I have always known that the rich abstractions of C++ come with a certain computational overhead but I was under the impression that this overhead would be close to negligible once the correct compiler optimisations were applied. I was curious as to what exactly the magnitude of this overhead would be, so I wrote a simple test to determine this. The test is a templated function which takes a container variable, assigns a value to each element in the container and then sums the values across the container in a separate loop. This process is repeated for a preset number of cycles.
What I found, to my considerable unease, was that the vector implementation took nearly 3 times the standard array implementation.
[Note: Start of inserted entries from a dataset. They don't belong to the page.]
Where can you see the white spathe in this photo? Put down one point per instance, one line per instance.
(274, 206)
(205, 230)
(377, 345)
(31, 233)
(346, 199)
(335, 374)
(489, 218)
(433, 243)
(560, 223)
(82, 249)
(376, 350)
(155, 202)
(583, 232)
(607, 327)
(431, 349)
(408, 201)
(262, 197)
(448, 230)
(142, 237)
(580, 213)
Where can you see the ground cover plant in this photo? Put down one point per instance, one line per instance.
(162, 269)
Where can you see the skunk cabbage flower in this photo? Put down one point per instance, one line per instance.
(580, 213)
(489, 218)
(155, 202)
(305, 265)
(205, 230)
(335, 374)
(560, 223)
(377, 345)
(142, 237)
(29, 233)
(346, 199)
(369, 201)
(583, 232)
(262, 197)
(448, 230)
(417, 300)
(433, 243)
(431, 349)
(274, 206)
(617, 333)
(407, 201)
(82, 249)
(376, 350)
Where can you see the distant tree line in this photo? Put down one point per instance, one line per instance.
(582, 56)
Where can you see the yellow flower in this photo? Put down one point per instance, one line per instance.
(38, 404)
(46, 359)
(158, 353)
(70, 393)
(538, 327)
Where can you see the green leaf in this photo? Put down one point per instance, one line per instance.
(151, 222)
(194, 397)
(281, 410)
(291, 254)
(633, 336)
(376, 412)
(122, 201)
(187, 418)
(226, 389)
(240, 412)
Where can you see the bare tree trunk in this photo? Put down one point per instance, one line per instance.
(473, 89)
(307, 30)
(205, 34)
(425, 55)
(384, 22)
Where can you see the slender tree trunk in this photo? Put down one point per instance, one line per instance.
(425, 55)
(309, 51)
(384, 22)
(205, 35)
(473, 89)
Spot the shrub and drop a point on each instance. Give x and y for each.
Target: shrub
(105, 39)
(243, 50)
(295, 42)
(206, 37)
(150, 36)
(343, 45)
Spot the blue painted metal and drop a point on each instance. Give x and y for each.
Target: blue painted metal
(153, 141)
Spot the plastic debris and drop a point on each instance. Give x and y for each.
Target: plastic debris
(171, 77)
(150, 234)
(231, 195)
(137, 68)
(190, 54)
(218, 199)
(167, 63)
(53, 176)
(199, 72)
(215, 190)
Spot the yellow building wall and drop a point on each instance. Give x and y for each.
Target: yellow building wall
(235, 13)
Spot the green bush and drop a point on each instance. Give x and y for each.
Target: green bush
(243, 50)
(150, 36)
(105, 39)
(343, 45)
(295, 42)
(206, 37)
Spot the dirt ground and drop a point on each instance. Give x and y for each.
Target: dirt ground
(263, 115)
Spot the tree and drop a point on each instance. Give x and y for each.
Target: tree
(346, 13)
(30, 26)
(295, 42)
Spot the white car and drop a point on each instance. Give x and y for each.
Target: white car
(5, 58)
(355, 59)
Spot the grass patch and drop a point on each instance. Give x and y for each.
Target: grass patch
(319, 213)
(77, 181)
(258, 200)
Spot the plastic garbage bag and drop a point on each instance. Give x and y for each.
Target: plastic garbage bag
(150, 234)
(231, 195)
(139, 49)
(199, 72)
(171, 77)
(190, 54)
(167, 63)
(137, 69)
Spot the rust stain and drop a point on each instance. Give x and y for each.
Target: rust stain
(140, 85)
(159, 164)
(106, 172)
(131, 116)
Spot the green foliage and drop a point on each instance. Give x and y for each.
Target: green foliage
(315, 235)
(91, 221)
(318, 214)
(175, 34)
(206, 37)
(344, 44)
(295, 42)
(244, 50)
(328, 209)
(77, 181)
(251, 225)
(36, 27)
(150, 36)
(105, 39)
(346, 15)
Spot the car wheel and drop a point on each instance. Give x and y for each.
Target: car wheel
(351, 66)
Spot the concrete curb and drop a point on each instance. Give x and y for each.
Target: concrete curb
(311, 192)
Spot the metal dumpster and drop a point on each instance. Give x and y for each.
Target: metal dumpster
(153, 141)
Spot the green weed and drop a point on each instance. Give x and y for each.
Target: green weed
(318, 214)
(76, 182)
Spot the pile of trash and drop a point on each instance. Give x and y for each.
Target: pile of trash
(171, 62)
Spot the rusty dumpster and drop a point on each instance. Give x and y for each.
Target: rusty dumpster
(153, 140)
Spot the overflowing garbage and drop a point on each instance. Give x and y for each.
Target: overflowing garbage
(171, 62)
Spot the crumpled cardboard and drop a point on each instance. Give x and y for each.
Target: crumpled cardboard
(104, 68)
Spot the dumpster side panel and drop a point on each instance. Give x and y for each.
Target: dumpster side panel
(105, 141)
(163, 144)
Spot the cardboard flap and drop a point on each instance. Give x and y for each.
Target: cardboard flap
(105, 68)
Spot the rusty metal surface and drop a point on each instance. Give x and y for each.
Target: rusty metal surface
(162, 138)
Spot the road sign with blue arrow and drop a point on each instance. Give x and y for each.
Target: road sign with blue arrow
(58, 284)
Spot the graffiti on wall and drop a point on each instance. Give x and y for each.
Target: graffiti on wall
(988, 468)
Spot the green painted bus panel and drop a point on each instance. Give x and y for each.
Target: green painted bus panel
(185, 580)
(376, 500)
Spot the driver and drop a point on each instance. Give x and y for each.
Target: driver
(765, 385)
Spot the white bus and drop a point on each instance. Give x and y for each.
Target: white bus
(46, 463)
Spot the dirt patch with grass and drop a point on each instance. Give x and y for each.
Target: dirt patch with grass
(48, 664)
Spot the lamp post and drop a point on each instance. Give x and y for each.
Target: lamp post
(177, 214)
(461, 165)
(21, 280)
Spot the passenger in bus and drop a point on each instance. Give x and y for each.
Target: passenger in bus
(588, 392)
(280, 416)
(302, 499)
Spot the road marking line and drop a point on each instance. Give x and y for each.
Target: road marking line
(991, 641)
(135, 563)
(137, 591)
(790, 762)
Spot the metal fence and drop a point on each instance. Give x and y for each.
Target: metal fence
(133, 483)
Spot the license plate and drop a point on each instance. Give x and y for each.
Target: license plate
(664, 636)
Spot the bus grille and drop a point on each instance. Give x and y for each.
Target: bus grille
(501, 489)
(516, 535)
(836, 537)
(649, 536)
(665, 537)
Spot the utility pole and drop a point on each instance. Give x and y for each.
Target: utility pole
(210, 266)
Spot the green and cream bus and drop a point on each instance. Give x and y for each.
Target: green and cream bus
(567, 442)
After permuting through a vast selection of compiler optimizations without any success, I decided to bite the bullet and eyeball the assembly code directly to try and see what was causing the time penalty. I included some assembly directives which allowed me to pinpoint exactly where the array indexing operation occurred and examined the code in detail. What I found, to my complete confusion, was that the difference between the vector implementation and the array implementation was utterly insignificant. The assembly code can be found here.
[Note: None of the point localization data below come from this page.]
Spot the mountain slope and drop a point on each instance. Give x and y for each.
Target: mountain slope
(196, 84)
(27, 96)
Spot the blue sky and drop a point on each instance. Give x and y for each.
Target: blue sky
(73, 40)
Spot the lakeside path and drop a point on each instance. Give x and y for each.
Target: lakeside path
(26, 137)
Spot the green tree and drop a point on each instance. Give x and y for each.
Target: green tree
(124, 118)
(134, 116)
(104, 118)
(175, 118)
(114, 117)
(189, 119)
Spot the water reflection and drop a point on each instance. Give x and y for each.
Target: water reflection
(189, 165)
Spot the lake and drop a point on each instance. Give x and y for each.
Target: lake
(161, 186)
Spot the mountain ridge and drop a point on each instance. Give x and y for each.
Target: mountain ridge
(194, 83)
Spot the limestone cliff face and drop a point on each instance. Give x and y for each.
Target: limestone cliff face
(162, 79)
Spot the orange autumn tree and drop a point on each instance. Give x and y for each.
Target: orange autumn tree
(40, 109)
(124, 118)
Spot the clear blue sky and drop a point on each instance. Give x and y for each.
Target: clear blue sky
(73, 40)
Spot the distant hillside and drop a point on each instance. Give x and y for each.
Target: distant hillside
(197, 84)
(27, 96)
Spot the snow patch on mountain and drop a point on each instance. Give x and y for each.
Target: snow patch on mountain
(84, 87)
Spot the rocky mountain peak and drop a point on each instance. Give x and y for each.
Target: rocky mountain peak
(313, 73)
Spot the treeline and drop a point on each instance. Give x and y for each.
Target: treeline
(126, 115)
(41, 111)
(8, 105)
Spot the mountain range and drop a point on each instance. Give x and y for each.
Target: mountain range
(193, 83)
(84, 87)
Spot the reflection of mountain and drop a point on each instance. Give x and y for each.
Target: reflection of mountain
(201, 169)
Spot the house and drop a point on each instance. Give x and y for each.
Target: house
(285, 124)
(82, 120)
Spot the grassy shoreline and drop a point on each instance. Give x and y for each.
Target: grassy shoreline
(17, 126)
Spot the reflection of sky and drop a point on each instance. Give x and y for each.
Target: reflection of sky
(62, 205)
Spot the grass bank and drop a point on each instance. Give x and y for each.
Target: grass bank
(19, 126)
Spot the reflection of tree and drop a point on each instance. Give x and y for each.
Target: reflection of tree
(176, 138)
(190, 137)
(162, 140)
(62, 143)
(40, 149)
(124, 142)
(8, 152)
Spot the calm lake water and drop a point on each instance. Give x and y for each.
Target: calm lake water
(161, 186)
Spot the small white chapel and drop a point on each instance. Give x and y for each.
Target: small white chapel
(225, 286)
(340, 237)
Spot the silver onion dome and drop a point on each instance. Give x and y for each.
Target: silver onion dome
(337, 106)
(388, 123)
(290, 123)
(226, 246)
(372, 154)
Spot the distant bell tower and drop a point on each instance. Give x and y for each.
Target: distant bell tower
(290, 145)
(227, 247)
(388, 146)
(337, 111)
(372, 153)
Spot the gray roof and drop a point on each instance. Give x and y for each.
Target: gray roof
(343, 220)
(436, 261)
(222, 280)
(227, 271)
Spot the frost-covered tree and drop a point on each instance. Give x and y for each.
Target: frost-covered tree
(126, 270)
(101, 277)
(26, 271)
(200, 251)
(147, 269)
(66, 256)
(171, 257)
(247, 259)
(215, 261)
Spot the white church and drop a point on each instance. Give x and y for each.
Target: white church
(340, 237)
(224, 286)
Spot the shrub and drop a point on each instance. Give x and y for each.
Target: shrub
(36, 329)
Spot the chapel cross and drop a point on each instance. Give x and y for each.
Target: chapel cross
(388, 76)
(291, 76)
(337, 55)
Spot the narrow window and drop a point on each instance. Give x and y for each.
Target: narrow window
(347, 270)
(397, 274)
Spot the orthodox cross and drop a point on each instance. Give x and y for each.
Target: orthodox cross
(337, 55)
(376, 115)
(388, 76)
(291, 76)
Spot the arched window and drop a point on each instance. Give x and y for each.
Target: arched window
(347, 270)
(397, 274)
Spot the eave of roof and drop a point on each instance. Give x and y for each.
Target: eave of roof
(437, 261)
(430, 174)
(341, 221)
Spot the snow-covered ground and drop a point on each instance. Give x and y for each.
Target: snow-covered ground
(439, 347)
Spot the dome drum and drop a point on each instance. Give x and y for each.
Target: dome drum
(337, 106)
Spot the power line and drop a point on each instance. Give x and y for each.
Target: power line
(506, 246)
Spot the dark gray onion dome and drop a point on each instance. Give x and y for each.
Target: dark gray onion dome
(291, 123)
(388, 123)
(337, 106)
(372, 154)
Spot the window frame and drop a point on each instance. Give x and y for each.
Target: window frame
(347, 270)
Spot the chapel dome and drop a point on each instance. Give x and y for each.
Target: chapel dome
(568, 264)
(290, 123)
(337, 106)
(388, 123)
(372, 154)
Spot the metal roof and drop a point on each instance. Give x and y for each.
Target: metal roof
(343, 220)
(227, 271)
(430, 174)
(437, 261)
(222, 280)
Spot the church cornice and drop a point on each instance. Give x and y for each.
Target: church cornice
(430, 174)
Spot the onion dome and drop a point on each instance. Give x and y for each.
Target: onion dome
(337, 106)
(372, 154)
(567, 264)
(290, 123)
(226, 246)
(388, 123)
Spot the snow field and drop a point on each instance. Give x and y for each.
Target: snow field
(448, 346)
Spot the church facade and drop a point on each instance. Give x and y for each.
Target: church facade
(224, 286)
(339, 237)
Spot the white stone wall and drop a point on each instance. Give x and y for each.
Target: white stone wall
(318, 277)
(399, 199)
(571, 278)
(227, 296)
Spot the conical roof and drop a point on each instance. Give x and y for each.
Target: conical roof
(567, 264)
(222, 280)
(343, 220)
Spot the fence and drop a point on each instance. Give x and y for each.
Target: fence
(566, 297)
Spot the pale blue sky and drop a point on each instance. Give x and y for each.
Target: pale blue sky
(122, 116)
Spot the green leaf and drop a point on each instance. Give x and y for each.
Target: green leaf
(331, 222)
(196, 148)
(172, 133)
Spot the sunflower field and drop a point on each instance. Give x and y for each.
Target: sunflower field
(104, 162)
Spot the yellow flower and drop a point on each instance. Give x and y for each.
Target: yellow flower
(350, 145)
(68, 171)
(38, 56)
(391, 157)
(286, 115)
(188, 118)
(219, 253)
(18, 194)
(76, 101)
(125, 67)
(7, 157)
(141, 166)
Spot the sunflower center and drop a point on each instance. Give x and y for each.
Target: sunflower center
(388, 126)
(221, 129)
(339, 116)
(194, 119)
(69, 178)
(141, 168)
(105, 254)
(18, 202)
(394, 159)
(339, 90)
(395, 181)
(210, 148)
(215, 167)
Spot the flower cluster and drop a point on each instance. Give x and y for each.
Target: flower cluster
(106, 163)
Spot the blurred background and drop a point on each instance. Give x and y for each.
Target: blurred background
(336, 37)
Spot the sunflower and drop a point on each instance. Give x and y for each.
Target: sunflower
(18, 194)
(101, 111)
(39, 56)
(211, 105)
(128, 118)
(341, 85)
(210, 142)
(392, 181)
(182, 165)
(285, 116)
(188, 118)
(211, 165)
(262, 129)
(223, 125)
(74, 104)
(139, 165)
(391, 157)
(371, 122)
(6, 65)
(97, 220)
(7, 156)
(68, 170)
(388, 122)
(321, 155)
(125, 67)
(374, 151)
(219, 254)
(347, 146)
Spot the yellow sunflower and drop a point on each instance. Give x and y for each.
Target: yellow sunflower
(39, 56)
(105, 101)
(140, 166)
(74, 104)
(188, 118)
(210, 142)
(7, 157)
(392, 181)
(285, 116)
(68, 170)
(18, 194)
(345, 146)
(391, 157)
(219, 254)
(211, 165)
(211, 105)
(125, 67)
This is the command I used to build the binary:
g++ -O3 vectorArrayOp.cpp -o vectorArrayOp
This is the command I used to build the assembly:
g++ -O3 -DTAGASM vectorArrayOp.cpp -S -o vectorArrayOp.s
This is the output I observe from running the binary:
gmurphy@interloper:Reference$ ./vectorArrayOp
Duration 0.027678
Duration 0.090212
The results are unchanged when you include the computed value in the stdout stream, I removed them for clarity. My system specifications are as follows (I've seen the same results on my AMD too):
Linux 3.2.0-32-generic x86_64 GNU/Linux
Intel(R) Xeon(R) CPU X5550 @ 2.67GH
g++ (Ubuntu/Linaro 4.6.3-1ubuntu5) 4.6.3
The code follows, I would appreciate if someone could provide me with some insight into why the timings are so different when the assembly is so similar.
#include <vector>
#include <iostream>
#include <sys/time.h>
#ifdef TAGASM
#define ASMTAG(X) asm(X)
#else
#define ASMTAG(X)
#endif
enum { DataSize=1024, NumTests=(1<<16) } ;
struct ReturnValue {ReturnValue(float _d, int _t):d(_d), t(_t){} float d; int t;} ;
template <typename Container, typename Type>
ReturnValue runTest(Container &c, Type value)
{
int tagValue(0);
timeval startTime;
gettimeofday(&startTime, NULL);
for(int i=0; i<NumTests; i++)
{
for(int j=0; j<DataSize; j++)
{
ASMTAG("preassign");
c [j] = value ;
ASMTAG("postassign");
}
for(int j=0; j<DataSize; j++)
{
ASMTAG("preadd");
tagValue += c [j] ;
ASMTAG("postadd");
}
}
timeval endTime;
gettimeofday(&endTime, NULL);
float duration((endTime.tv_sec-startTime.tv_sec)+
(endTime.tv_usec-startTime.tv_usec)/1000000.0);
//tagValue is returned in case the optimising compiler might try to remove the loops
return ReturnValue(duration, tagValue) ;
}
int main()
{
int *arrayData = new int [DataSize];
std::vector <int> vectorData(DataSize, 0) ;
ReturnValue ad = runTest(arrayData, 1);
ReturnValue vd = runTest(vectorData, 1);
std::cout<<"Duration "<<ad.d<<std::endl;
std::cout<<"Duration "<<vd.d<<std::endl;
delete [] arrayData;
return 0 ;
}
Based on these results, this is probably a compiler specific performance regression in g++ 4.6.